Eles estavam interessados apenas em defender o aparato legal e religioso, sem a
mínima empatia com o povo cansado e abatido.
No texto de hoje, que segue a cena de ontem,
Jesus enfrenta as acusações levantadas pelas autoridades do templo. Para Jesus,
o sexto dia da criação ainda não terminou, e Deus não descansa enquanto suas
criaturas não chegam à vida plena. Jesus ousa chamar Deus de pai, sublinhando
que é ele a origem e o fundamento da sua ação, que tem com ele uma relação que
os escribas nem imaginam.
A reação do templo e suas lideranças se torna
cada vez mais violenta. Jesus não deixa por menos, e repete, de diversas
formas, que o Pai é a base, o fundamento e a origem do seu ser e das suas
ações. Apelando à experiência comum, Jesus diz que o filho só faz o que aprende
do pai; que quem honra o filho honra, na verdade, seu pai; que ele dá realismo
à profecia de Ezequiel, que faz os ossos secos recobrarem vida.
Jesus se apresenta como o único mediador da
vontade e da ação de Deus. Assim, desmascara a pretensão dos doutores da lei e
dos sacerdotes, e solapa a autoridade deles junto ao povo. O que eles fazem e
impõem não tem nada a ver com a vontade de Deus. O que Jesus faz, na
emancipação do mendigo à beira da piscina e em diversas outras ações
libertadoras, pode ser comparada à ressurreição dos mortos.
Por fim, Jesus
acusa as autoridades de julgar os outros a partir dos interesses deles mesmos e
do templo.

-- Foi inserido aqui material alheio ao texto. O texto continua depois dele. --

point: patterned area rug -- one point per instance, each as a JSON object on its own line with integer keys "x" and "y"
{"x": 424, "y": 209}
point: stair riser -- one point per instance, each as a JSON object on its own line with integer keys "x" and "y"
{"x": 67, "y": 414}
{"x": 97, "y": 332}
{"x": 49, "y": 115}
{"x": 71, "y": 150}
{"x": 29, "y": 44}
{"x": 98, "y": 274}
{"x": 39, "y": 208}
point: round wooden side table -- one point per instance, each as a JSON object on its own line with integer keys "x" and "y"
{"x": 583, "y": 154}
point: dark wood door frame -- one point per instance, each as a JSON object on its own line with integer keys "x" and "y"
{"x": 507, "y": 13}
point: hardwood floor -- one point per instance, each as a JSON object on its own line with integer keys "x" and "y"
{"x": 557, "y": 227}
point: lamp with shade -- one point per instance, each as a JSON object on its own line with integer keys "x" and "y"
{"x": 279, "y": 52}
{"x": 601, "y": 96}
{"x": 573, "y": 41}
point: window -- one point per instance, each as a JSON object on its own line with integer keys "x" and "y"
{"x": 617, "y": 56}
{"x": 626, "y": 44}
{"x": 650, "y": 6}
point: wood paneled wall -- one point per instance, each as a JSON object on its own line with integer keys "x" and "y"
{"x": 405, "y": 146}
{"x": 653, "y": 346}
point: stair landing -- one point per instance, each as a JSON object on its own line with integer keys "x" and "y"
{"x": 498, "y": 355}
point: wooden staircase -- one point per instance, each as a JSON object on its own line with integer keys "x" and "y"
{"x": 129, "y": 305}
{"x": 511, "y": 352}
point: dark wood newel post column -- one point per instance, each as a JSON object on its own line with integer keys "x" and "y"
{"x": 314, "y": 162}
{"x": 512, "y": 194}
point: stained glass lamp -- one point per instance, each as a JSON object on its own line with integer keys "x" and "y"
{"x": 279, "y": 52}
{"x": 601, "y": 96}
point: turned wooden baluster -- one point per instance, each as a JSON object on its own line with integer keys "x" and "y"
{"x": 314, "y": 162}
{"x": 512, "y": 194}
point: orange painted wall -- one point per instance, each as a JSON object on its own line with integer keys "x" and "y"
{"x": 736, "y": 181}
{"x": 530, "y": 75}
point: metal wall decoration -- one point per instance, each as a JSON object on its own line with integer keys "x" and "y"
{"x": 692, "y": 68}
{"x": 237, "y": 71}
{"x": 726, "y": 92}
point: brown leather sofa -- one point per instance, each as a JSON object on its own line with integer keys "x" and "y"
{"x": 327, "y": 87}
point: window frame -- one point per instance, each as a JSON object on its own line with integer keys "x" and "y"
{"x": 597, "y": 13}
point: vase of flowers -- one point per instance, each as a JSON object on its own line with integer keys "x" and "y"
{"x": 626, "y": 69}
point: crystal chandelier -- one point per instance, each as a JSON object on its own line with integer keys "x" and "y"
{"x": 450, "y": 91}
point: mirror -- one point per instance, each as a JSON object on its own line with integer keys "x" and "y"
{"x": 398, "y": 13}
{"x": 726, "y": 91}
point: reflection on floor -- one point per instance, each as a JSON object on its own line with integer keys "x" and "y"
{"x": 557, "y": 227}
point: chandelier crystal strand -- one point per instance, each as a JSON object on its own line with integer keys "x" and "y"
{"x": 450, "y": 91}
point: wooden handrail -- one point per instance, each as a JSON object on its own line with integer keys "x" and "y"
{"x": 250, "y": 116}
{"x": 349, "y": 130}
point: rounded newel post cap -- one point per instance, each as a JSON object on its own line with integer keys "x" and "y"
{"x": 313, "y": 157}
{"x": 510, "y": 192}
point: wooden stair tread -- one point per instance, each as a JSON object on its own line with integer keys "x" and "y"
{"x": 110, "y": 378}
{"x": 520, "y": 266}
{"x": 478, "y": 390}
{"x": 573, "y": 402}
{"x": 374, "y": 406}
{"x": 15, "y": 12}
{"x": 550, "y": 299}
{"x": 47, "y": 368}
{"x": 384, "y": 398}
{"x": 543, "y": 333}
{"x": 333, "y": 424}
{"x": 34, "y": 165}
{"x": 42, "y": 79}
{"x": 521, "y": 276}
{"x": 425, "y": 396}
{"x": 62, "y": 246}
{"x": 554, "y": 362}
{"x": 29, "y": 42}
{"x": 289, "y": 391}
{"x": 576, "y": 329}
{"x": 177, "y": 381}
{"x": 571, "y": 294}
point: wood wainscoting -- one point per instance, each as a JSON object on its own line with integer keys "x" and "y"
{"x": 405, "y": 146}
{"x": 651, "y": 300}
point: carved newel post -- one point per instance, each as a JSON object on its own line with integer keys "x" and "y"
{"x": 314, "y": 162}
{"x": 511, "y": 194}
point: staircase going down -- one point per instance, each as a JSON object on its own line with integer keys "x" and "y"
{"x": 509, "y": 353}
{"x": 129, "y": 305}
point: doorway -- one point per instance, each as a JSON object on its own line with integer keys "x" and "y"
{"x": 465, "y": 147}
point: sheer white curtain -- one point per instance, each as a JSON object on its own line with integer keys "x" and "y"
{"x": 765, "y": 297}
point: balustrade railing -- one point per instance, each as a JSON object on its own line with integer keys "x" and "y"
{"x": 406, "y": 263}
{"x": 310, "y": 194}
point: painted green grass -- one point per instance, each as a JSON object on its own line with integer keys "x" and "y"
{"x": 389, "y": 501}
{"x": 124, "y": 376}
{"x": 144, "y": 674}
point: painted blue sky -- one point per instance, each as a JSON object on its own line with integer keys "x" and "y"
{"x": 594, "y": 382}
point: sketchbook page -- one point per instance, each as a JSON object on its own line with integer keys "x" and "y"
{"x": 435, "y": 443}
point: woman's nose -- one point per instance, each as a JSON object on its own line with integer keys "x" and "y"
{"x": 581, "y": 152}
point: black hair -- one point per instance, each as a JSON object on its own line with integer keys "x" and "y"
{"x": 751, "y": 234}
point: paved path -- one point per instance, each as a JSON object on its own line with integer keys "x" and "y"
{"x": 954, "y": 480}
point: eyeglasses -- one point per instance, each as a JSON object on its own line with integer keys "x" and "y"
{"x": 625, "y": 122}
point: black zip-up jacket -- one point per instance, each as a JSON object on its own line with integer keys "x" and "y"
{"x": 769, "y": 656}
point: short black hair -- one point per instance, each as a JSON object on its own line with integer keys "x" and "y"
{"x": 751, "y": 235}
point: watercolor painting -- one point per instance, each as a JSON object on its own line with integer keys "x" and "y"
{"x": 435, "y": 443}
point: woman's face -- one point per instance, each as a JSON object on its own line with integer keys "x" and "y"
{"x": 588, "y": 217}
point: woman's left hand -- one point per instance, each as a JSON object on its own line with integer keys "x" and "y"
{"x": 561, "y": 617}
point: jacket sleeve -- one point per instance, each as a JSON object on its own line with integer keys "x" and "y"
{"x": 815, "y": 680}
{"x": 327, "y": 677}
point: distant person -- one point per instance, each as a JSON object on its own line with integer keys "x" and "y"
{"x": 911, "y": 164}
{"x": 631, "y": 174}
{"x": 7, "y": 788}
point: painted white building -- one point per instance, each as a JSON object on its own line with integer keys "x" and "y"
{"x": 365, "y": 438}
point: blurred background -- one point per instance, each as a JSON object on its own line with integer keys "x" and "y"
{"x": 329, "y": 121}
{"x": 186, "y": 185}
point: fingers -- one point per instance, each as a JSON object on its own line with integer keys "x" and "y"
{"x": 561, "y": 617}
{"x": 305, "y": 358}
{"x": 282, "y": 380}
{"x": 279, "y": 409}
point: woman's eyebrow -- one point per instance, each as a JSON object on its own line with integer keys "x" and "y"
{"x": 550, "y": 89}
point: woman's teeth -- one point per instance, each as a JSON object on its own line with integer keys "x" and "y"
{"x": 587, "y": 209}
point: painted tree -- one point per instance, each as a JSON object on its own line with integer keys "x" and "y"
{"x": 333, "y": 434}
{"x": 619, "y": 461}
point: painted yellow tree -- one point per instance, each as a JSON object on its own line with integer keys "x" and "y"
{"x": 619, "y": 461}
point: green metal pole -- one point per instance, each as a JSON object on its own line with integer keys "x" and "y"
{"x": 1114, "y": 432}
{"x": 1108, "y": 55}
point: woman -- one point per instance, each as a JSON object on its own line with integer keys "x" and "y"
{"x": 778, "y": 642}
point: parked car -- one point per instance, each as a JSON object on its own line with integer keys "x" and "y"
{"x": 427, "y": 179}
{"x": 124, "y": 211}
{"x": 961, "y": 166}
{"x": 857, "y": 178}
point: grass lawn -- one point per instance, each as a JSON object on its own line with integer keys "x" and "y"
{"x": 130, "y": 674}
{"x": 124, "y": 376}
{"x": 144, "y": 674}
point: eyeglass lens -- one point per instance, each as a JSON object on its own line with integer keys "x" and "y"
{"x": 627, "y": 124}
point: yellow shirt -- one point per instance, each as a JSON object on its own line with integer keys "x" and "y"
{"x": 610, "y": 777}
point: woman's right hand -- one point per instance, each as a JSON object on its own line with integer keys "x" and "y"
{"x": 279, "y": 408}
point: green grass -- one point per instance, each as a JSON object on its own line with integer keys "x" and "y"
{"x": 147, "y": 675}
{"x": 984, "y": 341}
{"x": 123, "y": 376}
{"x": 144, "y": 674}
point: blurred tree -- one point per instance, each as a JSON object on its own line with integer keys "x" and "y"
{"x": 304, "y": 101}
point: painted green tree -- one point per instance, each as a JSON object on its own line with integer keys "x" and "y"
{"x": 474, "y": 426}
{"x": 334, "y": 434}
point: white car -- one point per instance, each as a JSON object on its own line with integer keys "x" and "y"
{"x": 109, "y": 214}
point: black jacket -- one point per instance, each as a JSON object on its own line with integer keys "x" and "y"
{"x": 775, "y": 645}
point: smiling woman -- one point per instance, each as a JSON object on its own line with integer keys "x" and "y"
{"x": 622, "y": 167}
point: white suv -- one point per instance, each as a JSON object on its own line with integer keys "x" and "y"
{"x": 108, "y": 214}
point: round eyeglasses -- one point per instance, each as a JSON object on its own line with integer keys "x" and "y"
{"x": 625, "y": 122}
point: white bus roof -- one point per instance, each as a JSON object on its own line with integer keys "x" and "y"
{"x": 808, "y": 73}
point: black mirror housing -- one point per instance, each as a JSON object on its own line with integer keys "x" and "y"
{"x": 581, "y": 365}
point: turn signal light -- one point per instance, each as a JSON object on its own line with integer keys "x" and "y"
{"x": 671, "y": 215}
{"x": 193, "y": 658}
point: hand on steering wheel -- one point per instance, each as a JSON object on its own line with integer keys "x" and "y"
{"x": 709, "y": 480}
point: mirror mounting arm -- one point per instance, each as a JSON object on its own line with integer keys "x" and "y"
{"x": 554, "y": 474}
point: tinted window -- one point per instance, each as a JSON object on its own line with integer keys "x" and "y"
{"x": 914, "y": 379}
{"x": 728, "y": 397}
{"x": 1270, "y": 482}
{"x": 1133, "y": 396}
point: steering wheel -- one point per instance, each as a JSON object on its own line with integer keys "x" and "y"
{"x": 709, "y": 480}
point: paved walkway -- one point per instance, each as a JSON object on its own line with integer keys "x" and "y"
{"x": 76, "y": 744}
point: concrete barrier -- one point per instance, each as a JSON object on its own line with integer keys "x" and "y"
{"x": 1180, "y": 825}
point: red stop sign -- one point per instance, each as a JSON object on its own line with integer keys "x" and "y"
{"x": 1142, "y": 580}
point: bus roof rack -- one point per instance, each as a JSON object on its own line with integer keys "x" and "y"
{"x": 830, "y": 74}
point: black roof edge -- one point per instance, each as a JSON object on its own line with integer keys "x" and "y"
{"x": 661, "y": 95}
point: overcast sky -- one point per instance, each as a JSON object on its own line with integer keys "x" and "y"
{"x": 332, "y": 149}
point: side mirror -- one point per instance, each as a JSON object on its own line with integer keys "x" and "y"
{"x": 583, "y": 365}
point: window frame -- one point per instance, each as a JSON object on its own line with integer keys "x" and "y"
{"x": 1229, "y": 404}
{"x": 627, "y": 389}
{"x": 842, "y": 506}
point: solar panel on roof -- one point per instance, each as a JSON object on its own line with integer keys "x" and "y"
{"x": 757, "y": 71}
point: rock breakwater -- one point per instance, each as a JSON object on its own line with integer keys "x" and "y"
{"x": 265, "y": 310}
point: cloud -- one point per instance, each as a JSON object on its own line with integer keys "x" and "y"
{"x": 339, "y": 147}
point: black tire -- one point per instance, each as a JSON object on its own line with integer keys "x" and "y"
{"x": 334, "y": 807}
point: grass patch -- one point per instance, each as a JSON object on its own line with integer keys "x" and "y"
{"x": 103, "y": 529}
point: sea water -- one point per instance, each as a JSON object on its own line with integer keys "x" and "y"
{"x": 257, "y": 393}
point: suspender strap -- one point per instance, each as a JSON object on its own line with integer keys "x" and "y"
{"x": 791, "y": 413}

Enquanto isso, o julgamento de Jesus (intervenção libertadora em
favor das pessoas vulneráveis) não é expressão da sua vontade e dos seus
interesses, mas da vontade de Deus, seu e nosso pai. Amanhã, voltaremos à lição
que Jesus passa às autoridades do templo. Por hoje, fiquemos com o alerta de
que a conversão ao Evangelho é mais difícil que a simples mudança dos costumes.
Sugestões para a meditação
Situe-se
no interior da cena, observe a atitude de Jesus e a raiva que ele suscita nas
autoridades religiosas
Deixe-se
levar, envolver e iluminar pela metáfora da relação entre pai/mãe e
filho/filha, que Jesus usa para justificar suas ações
Você
percebe na Igreja e na sociedade de hoje pessoas que estão mais interessadas na
defesa das leis que na defesa das pessoas?
Como
podemos pôr hoje em prática a empatia, a compaixão e o compromisso de Jesus com
a defesa das pessoas vulneráveis?
Porque
muitos de nós ainda acham que agrada mais a Deus a defesa das leis e dos
costumes que a defesa dos direitos humanos?